Ireland, which once was a magnet for Eastern European workers, has seen one of the most dramatic reversals in migration, with roughly 34,000 people leaving in 2010 and the same number in 2011 - equivalent to 1 percent of its population.
"There has been very important re-flow into Poland," OECD Secretary-General Angel Gurria told reporters. In particular, there had been flows of migrants back into Turkey "because they're growing".
The Paris-based club of industrialised countries said that permanent migration into European members of the OECD had fallen 3 percent in 2010 from the previous year, and that intra-European migration had also declined due to the economic crisis.
Spain saw a net emigration of 50,000 people in 2011. Gurria said that a main factor altering Spain's migration was the change in growth industries after the collapse of the real estate sector.
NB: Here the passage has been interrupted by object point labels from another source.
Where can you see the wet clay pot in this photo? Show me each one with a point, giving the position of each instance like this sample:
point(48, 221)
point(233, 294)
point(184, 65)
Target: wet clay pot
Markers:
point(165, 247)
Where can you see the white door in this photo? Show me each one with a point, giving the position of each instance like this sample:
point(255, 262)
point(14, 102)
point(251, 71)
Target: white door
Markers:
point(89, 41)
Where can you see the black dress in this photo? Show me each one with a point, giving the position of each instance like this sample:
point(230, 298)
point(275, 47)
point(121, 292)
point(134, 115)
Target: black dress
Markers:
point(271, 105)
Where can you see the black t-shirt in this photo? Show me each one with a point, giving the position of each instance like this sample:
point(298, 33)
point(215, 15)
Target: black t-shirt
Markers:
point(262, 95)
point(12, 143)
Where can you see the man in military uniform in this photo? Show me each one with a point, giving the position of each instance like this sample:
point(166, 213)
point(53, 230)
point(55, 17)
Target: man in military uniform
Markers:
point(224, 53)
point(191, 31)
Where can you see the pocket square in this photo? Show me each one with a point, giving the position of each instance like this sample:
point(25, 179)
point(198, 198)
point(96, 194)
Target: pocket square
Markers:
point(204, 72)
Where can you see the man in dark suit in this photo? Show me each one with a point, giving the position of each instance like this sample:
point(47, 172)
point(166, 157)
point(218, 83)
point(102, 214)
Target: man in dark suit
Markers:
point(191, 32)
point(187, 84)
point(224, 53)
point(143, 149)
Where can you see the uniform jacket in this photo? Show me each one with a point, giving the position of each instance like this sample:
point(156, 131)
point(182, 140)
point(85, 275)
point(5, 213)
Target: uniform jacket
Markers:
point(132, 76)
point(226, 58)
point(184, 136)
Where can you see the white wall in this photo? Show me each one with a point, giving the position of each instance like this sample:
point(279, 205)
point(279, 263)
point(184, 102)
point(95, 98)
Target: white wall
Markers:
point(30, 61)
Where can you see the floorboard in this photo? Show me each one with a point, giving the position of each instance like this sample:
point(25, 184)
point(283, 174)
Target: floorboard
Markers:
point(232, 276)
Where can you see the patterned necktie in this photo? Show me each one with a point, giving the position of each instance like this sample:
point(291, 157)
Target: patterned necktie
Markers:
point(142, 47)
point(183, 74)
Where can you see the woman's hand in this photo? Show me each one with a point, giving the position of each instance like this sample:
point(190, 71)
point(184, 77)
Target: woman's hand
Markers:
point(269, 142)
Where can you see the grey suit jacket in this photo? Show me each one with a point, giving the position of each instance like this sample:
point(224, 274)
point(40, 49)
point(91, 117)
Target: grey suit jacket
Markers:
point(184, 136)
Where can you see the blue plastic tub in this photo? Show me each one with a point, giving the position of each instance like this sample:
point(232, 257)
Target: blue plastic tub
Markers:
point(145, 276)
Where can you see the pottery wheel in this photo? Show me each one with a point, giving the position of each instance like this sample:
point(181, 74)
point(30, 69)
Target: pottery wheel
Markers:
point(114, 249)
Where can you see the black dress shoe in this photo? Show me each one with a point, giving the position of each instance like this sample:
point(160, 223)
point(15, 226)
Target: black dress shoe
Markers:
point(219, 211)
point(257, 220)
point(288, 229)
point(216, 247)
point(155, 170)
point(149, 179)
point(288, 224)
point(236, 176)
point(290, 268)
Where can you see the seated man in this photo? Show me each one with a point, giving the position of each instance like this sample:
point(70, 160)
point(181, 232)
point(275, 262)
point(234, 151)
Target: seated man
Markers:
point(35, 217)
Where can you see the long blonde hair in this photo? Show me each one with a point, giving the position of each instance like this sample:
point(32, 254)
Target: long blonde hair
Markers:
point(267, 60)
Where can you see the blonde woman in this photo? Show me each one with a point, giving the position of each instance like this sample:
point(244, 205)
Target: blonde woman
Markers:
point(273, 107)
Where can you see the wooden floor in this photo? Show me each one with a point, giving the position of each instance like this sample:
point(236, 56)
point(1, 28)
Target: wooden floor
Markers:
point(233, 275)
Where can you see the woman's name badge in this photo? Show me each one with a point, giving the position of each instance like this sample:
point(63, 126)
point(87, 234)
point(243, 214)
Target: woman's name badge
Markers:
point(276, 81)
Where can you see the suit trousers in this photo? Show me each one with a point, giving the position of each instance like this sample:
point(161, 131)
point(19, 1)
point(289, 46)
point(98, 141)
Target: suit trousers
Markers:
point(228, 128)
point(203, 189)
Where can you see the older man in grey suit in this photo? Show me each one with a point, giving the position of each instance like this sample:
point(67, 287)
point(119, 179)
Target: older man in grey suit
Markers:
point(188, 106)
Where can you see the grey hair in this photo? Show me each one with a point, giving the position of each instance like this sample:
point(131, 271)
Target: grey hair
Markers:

"Now Spain is moving into a more diversified economy...and requires different types of skills," he said. "You have millions of people unemployed and companies seeking for certain types of skills that they cannot match, because you no longer need to build houses or apartments."
Over the past decade new immigrants accounted for 70 percent of the increase in the labour force in Europe, but the reduction in migration reflects a worldwide trend, the OECD said. Overall permanent migration into OECD countries in 2010 fell by about 2.5 percent from the previous year to 4.1 million people.